The James Bond franchise has long offered memorable opening pre-title sequence and the Daniel Craig-era Bond films are no different: Skyfall opens with a propulsive action sequence climaxing in 007 being shot and falling off the top of a train in Istanbul, and Spectre opens with a single-take action scene set amidst Dia de Los Muertos celebrations in Mexico.
It is the opening scene in Craig’s first go-round as Bond that stands out the most. The opening was as stripped-down as the new, back-to-basics Bond was. The short scene doesn’t feature any wild pyrotechnics, outrageous stunts, or the like.
The scene is shot in black-and-white and shows us how Bond acquired his 00 status, by killing a treacherous MI6 agent and his contact, the latter of whom puts up a nasty fight in a bleached-white bathroom. Martin Campbell, who also directed GoldenEye, isn’t as stylish a filmmaker as Sam Mendes, but the unflinching, genuinely gritty style of this opening helps it stand out among modern Bond entries.
Casino Royale is the twenty-first in the Eon Productions James Bond series, and the third screen adaptation of Ian Fleming’s 1953 novel of the same name. Directed by Martin Campbell and written by Neil Purvis, Robert Wade, and Paul Haggis, it is the first film to star Daniel Craig as the fictional MI6 agent James Bond. Produced by Eon Productions for Metro-Goldwyn-Mayer and Columbia Pictures. Following Die Another Day, Eon Productions decided to reboot the series, allowing them to show a less experienced and more vulnerable Bond.
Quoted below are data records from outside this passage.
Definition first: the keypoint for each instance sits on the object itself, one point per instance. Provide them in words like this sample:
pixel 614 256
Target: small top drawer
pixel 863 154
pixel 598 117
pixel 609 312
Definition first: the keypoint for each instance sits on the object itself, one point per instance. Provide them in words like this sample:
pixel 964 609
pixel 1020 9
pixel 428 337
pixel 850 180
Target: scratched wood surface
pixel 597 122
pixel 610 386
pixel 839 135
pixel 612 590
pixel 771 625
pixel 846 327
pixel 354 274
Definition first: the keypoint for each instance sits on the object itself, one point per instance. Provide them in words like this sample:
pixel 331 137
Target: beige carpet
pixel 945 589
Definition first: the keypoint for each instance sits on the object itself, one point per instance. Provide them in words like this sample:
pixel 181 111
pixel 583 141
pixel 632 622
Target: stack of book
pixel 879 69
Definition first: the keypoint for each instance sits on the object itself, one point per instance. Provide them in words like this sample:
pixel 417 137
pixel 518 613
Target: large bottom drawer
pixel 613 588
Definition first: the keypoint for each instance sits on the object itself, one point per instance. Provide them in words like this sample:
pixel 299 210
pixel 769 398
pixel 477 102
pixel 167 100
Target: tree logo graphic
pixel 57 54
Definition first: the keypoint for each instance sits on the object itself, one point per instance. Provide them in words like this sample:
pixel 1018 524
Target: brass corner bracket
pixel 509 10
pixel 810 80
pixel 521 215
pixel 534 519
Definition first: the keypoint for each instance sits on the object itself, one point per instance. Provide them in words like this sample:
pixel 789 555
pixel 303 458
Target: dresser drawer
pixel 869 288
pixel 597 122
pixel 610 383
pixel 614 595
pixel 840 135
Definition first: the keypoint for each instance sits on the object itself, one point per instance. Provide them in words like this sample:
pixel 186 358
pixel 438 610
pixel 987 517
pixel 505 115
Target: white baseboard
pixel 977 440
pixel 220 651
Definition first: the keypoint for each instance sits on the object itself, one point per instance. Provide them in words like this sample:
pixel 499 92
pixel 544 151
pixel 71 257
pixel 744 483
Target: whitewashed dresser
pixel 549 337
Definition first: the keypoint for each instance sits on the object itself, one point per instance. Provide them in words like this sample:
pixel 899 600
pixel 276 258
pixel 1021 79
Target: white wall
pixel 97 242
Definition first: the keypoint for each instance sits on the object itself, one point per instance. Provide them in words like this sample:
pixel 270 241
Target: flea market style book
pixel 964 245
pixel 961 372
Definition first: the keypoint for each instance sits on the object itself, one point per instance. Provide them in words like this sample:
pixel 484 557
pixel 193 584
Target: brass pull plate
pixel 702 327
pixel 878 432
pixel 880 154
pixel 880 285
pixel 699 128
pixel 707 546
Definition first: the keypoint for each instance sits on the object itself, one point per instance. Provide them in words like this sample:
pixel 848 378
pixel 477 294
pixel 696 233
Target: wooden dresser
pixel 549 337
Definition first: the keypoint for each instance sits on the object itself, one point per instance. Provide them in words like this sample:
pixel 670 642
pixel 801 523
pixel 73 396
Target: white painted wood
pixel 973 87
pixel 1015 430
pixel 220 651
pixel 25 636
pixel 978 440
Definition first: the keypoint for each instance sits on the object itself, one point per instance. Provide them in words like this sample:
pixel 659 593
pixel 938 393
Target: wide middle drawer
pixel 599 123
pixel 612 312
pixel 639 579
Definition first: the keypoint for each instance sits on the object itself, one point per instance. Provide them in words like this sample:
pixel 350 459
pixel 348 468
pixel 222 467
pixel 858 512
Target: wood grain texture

Casino Royale takes place at the beginning of Bond’s career as Agent 007, as he is earning his license to kill. The plot has Bond on an assignment to bankrupt terrorist financier Le Chiffre in a high-stakes poker game at the Casino Royale in Montenegro; Bond falls in love with Vesper Lynd, a treasury employee assigned to provide the money he needs for the game. The film begins a story arc that continues in the 2008 film, Quantum of Solace.